Don’t miss this: afternoon tea is served every day in the Wintergarden, a space adjacent to the main pool. Guests can choose from 19 types of teas and are served traditional finger sandwiches and scones (the latter are passed around, warm, by attentive staffers) as a trio plays classical music.
One of the biggest reasons to sail on this ship: the less is more design approach. The spaces are light and elegant. Warm, blonde woods of juniper and ash set the tone, as does low-slung furniture, contemporary art and photography, and statement pieces by well-known designers, such as Frank Gehry. Also of note: the extensive book collection, everything from classics like Jane Eyre to non-fiction on the history of polar exploration.
Some cruise ship spas can feel cramped; you also might be expected to pay a surcharge to use the facilities. Not so here. The spacious, nine-treatment-room spa offers hydrafacials, detox massages, and cupping. But it stands out for its communal facilities, which are open to all guests, even if they aren’t booking a treatment. Playing off the lines’ Nordic heritage, the spa has a snow grotto, sauna, steam room, and pool. If you’re a beauty product junkie, they sell excellent products like blueberry lotions and cranberry scrubs from cult Swedish brand c/o Gerd, which is based in Lapland.
The Explorer's Lounge
Set at the front of the ship, this two-story space is marked by both its impressive wall of windows and its well-stocked library. Here, you’ll see sepia-tinted photos of legendary Norwegian explorer Roald Amundsen and beautiful models of ships like the Maud, which traveled the Northwest Passage in 1906. Guests come here for cocktails pre and post dinner, and for snacks served at Mamsen’s. In the morning, don’t miss the waffles, which can be prepared the traditional Norwegian way with sour cream and slivers of goat cheese.

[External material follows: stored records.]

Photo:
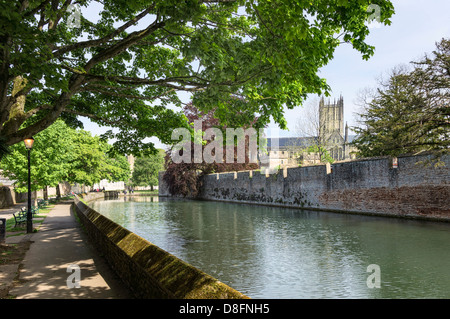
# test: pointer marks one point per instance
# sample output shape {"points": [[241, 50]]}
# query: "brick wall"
{"points": [[371, 186]]}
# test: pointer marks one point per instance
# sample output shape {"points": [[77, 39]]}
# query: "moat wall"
{"points": [[149, 271], [375, 186]]}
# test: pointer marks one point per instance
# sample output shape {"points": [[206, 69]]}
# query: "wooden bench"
{"points": [[20, 218], [34, 210]]}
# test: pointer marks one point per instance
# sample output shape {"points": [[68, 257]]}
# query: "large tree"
{"points": [[410, 111], [61, 153], [125, 68], [146, 169]]}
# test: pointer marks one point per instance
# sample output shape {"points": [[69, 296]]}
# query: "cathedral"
{"points": [[331, 129], [332, 135]]}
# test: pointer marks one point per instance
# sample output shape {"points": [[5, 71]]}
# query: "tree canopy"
{"points": [[127, 68], [61, 154], [409, 112], [146, 169]]}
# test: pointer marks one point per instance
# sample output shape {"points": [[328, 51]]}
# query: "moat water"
{"points": [[280, 253]]}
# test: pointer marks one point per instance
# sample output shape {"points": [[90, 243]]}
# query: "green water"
{"points": [[269, 252]]}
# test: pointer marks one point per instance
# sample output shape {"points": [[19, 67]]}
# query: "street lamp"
{"points": [[28, 145]]}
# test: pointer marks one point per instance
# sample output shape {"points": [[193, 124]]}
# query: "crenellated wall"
{"points": [[371, 186]]}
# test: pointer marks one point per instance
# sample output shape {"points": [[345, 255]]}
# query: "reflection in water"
{"points": [[270, 252]]}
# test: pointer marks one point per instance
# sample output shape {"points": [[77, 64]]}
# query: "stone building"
{"points": [[332, 135]]}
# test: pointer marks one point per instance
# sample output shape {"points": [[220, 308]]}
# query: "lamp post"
{"points": [[28, 145]]}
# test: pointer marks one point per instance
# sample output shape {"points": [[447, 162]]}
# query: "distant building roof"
{"points": [[296, 141]]}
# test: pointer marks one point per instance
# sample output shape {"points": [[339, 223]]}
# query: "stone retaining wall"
{"points": [[405, 187], [149, 271]]}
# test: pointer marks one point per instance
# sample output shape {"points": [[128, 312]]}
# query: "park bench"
{"points": [[20, 218], [34, 210]]}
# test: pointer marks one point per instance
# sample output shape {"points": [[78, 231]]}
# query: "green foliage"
{"points": [[244, 58], [409, 112], [146, 169], [61, 154]]}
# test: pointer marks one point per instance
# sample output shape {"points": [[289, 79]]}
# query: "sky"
{"points": [[416, 27]]}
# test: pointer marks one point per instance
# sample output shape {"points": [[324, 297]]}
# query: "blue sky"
{"points": [[416, 26]]}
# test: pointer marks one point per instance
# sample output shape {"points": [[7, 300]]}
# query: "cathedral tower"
{"points": [[331, 118]]}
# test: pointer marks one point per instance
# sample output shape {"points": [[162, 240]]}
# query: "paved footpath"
{"points": [[60, 243]]}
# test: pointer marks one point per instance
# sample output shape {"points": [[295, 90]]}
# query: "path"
{"points": [[59, 243]]}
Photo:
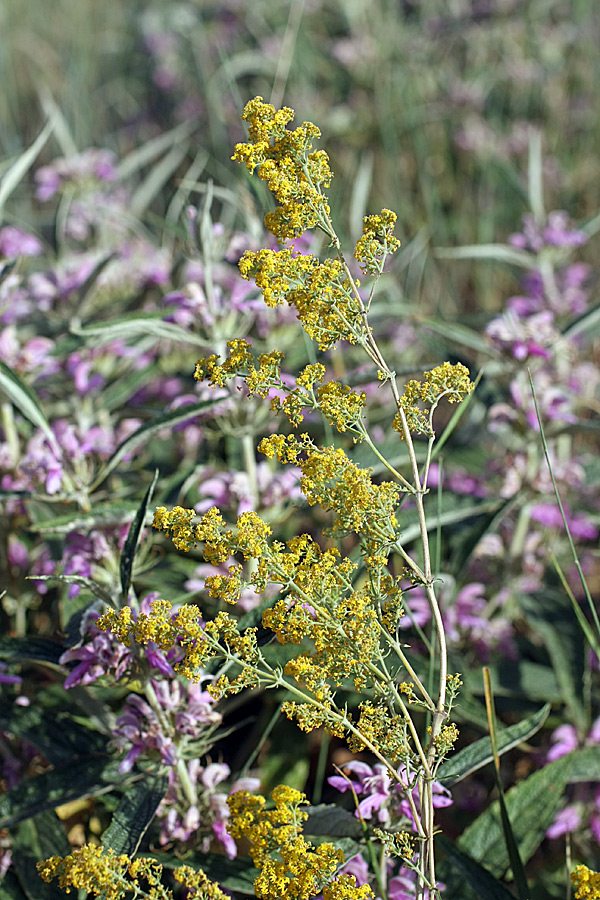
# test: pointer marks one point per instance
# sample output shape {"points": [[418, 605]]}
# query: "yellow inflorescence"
{"points": [[450, 381], [291, 868], [586, 882], [320, 292], [114, 877], [377, 242]]}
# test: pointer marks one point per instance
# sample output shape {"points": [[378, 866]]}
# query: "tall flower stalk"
{"points": [[346, 609]]}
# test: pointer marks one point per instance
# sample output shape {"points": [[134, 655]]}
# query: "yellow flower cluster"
{"points": [[248, 538], [291, 868], [383, 729], [377, 242], [295, 173], [200, 642], [586, 882], [332, 480], [104, 874], [340, 405], [240, 362], [320, 292], [451, 381]]}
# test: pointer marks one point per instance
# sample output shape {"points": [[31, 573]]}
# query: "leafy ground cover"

Viking has made WiFi free to all guests, which is an industry first. Just how is the service? In port, it works very well, but even on an at sea day, a Face Time call to the US went through with just two hiccups. One of our other favorite tech perks: spa lockers that lock with you room key. No more silly codes or wristbands with keys. The lockers open and shut with your room key, and its as simple as that.
One is included per port of call, and it is typically a more classic tour that covers major highlights and landmarks in a designation. Other, more exclusive experiences, like a tour to London’s most famous fish market, Billingsgate Fish Market, or an off-road 4x4 adventure in Seville, cost extra.
The 930-passenger Viking Sea makes one of her first voyages, docking in the storied city of Venice. The new ship will be sailing the Mediterranean, the Baltic, and the North Sea.